As Dáire grows up she may have to undergo another procedure in the future if her heart fails to grow as quickly as she does but thankfully she's in the best place she possibly can be - home.

"It was the worst experience I've ever been through in my life but now it's like a dream that she's home," added Katie.

"It was a bit scary bringing her home initially but she's grand. Sometimes the only pain relief she actually gets is a wee bit of calpol and there's days she doesn't even take it now.

"You would look at her and really think that there's nothing wrong with her.

"The surgery Dáire had in Dublin should stand by her now, she may need further treatment in the future, but at least we now are aware of the risks and can keep a close eye on her."


The Southern Trust is now exploring the potential of introducing the heart screening test to Craigavon Area Hospital and the Chairman of Heartbeat NI, Irwyn McKibbin, has appealed to all hospitals to make it a mandatory check on new-borns.

"While CHD may only be detected in one or two babies each year through screening, the difference from screening can be life changing for that small number of families," said Mr McKibbin.

"Without such a proactive approach by the paediatric team, the outcome for baby Dáire could have been very different.

"I would appeal to all hospitals to make Pulse Oximetry testing as a mandatory check on new-borns.
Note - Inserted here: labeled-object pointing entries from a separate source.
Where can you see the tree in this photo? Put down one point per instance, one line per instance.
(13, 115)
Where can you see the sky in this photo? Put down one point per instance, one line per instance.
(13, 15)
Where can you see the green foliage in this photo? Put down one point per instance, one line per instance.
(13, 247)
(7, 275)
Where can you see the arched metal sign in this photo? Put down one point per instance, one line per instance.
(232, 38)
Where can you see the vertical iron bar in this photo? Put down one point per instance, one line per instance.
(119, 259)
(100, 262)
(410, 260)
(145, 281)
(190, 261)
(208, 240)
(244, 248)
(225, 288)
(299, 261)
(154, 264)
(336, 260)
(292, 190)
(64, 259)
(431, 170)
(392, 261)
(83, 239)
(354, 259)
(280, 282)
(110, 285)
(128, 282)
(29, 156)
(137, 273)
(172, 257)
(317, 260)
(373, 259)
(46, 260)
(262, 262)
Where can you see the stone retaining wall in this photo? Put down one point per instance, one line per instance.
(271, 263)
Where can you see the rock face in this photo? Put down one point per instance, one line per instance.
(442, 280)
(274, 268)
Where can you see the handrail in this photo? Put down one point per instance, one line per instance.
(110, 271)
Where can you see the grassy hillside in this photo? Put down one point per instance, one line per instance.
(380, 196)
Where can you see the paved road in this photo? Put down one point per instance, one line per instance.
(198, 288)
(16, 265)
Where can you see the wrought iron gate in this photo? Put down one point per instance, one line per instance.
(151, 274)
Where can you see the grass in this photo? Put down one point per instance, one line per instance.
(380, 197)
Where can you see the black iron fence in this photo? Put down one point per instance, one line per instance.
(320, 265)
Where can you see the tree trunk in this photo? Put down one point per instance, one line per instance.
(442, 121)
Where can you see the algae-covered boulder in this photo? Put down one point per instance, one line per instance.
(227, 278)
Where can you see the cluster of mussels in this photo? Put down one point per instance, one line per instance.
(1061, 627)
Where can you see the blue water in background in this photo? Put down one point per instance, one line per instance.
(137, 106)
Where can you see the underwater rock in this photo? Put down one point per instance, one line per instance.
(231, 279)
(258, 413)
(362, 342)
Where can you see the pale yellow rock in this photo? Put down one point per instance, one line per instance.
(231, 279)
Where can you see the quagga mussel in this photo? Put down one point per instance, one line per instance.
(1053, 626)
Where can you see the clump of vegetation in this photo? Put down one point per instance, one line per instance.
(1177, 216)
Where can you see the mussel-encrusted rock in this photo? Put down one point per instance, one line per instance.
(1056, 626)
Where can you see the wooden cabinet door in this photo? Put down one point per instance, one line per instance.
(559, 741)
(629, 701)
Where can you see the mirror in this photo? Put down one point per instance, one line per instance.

It is vitally important that babies with a heart defect are diagnosed as soon as possible and treated as a matter of urgency.

"I would like to congratulate the staff at Daisy Hill for not only undertaking what was initially a pilot study, but for persisting with it once the trial period expired.

"I am delighted for Katie and Alan that Dáire is doing so well and that Heartbeat NI played a small part in this good news story."


Meanwhile, the Southern Trust's Associate Medical Director for Children and Young People Dr Bassam Aljarad, who introduced the screening programme, added: "More timely detection helps us to identify more babies with CHD at a much earlier stage, ensuring that we can keep them monitored and give them the treatment they need to prevent greater health consequences, disability or in the worse cases premature death.

"Along with our standard clinical examination, this additional very simple screening test, which only takes a few minutes, greatly increases the accuracy of diagnosing CHD."